Under the charge of Dr Elyashiv Drori, researchers at the Ariel University in the West Bank will compare gatherings of indigenous grapes with the discoveries from archeological digs in the region.

“You want to know what this wine looked like, which wine King David drank, white or red,” collaborator and DNA biologist Mali Salmon-Divol told Jewish news site JTA. “We can see if it’s red or white, strong or weak.”

Already three years in, Drori and his team of students have found 100 varieties unique to Israel, of which at least 10 are suitable for wine-making.

One problem that they have faced is that the area’s past Muslim rulers banned alcohol for centuries, and many indigenous grape varieties all but disappeared.

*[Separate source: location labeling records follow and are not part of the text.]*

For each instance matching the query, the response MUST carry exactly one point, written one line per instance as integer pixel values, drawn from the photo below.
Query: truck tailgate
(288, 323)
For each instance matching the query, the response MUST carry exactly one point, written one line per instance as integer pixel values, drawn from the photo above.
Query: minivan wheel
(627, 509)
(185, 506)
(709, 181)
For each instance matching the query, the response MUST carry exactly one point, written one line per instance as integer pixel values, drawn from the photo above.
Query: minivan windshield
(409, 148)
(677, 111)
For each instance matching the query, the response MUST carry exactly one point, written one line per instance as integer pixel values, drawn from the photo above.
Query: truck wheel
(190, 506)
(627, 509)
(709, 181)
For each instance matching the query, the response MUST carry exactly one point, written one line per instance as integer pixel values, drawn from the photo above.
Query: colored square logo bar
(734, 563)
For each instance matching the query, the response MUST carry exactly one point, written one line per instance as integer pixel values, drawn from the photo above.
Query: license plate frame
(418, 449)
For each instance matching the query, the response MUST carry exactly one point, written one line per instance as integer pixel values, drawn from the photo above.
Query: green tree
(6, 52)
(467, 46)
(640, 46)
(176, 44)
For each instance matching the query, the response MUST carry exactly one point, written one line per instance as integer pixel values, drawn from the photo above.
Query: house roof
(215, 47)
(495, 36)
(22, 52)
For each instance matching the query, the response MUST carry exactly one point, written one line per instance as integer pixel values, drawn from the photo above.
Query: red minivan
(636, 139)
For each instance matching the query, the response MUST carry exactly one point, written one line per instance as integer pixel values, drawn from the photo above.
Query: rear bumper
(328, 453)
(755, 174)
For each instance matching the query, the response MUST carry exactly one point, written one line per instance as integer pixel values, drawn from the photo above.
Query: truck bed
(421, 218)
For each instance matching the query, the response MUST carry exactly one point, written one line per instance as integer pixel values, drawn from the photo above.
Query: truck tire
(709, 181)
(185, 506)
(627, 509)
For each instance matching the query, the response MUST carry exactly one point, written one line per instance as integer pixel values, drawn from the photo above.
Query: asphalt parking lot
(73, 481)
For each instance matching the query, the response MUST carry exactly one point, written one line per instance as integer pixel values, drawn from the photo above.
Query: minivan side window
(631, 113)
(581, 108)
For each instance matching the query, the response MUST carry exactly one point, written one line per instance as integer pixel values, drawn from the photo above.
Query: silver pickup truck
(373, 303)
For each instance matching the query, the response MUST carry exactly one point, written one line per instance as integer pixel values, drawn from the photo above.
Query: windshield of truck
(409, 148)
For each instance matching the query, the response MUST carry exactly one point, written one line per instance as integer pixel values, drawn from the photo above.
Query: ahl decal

The team are now gearing up to sequence the genomes of the discovered grapes and look at them in conjunction with wine remnants extracted from archaeological digs. One such excavation in northern Israel recently revealed a treasure-trove of ancient containers that still held traces of wine, while another dig just last month unearthed a 2000-year-old winery near Jerusalem that was described as being of an “industrial scale”.

Drori says the project is part of his desire to bring back native winemaking to Israel, where these days mostly imported non-native grapes are used in the country’s wine production.

“It’s not interesting to make chardonnay in Israel because there’s chardonnay that comes from California,” he said.

“But if you can make wine in Israel that isn’t elsewhere and that connects to the history here, that’s much more interesting.”